Strange But True
Author: Donald Sobol
The first one is a book written by Donald J. Sobol (he also wrote the Encyclopedia Brown books) in 1974. I ordered a copy from the Scholastic Book order forms we got at school in the 70's. Strange But True: 22 Amazing Stories tells short tales about supposedly true occurrences. As an adult, I now know that truth can be stretched and that urban legends are often just stories that have been told so many times that people start to think they must be true. But, as a grade school student, I remember reading this book with wonder and excitement. I was thrilled that they might be true and enjoyed the tales just like I did other mysteries that are true like the Lost Colony of Roanoke, the disappearance of Amelia Earhart, or the vanishing of Flight 19. Many mysteries lose their magic with adulthood (when I finally visited Roanoke a couple years ago, I found it all surrounded by yachts of vacationing rich eastcoasters and built up with condos and beach rentals.....totally ruined the wonder for me), but these stories are still just as weird and wonderful for me as they were when I was a child. Maybe that's because I will never be entirely sure whether they are true or not? Who knows.
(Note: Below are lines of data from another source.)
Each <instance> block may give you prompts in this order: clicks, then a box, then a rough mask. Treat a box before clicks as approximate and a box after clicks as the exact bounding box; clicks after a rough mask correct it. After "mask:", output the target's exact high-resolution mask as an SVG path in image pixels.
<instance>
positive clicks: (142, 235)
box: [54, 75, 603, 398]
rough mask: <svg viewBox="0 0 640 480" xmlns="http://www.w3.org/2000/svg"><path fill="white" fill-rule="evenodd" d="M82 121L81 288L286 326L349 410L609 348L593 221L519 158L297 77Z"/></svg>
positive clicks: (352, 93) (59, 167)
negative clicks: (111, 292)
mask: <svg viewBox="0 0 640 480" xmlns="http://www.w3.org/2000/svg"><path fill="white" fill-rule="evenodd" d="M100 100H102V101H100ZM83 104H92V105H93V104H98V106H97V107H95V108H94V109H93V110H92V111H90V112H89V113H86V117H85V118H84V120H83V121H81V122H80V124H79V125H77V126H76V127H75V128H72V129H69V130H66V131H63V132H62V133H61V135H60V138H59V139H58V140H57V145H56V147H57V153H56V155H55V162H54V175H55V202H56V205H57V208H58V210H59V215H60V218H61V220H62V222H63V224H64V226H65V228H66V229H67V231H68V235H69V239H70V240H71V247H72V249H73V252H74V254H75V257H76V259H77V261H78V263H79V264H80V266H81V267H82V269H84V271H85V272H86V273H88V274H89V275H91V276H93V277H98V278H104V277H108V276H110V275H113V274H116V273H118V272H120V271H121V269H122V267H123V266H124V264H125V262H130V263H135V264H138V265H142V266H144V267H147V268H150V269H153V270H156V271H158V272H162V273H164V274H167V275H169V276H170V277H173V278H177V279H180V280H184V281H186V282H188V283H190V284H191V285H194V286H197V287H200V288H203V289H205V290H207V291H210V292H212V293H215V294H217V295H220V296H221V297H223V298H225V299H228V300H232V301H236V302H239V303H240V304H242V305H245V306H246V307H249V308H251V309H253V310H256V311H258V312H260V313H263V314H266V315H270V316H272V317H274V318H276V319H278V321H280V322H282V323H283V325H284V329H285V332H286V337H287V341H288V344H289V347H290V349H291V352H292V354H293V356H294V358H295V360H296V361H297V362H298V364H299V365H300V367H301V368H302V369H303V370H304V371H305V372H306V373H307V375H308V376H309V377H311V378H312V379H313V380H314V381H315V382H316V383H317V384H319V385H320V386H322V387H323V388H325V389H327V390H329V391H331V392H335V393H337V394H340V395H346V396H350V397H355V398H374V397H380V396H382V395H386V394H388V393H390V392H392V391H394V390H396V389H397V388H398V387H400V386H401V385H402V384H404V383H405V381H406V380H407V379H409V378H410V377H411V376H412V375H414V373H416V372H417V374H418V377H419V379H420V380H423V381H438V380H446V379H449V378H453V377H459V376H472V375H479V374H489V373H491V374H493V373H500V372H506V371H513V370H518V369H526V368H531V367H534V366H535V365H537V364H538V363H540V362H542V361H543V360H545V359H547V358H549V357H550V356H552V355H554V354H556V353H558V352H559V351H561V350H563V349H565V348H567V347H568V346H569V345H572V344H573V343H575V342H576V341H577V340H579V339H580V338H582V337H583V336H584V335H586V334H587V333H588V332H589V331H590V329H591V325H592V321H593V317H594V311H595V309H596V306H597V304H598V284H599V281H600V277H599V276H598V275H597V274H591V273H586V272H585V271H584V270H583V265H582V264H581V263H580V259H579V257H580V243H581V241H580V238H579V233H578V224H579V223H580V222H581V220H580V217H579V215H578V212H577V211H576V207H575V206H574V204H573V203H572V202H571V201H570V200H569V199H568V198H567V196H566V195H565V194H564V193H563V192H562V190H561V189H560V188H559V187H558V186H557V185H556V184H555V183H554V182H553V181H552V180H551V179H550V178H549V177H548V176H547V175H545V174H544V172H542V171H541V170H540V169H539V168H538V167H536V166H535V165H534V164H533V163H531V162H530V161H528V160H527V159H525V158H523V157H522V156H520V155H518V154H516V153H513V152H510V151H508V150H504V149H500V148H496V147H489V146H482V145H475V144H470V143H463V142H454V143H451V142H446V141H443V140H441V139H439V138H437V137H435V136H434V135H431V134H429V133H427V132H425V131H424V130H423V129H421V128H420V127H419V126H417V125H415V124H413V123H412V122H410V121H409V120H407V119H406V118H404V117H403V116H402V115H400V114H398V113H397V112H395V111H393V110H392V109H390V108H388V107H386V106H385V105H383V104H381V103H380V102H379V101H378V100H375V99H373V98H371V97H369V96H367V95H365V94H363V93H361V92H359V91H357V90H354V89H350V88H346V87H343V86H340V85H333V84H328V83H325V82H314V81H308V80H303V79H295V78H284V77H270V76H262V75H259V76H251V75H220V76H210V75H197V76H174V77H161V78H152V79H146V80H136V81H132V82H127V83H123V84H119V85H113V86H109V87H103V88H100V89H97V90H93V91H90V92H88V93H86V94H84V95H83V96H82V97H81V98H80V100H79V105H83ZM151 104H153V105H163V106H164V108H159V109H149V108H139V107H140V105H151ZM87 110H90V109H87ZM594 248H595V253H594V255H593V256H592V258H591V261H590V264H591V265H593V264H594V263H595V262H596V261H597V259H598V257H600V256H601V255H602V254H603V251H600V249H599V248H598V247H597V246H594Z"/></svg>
I have no clue what happened to my original copy. I might have given it away to a friend years ago, or it might be at my mother's house on a dusty shelf, or just lost to time. But I was ecstatic when I found a copy for 50 cents at the thriftshop. It now sits on my bookshelf next to the Little House books, Narnia and Mary Poppins. :) I'm a sucker for nostalgia.
This book is still a fun read for kids and adults alike, if you can find a copy. From the Loch Ness Monster and Abominable Snowman to ghost ships and Jack the Ripper, this book's tales are varied and fun to read. True? That's debatable (most of these would decidedly NOT survive an internet fact check, but I still love them anyway). Amazing? Definitely!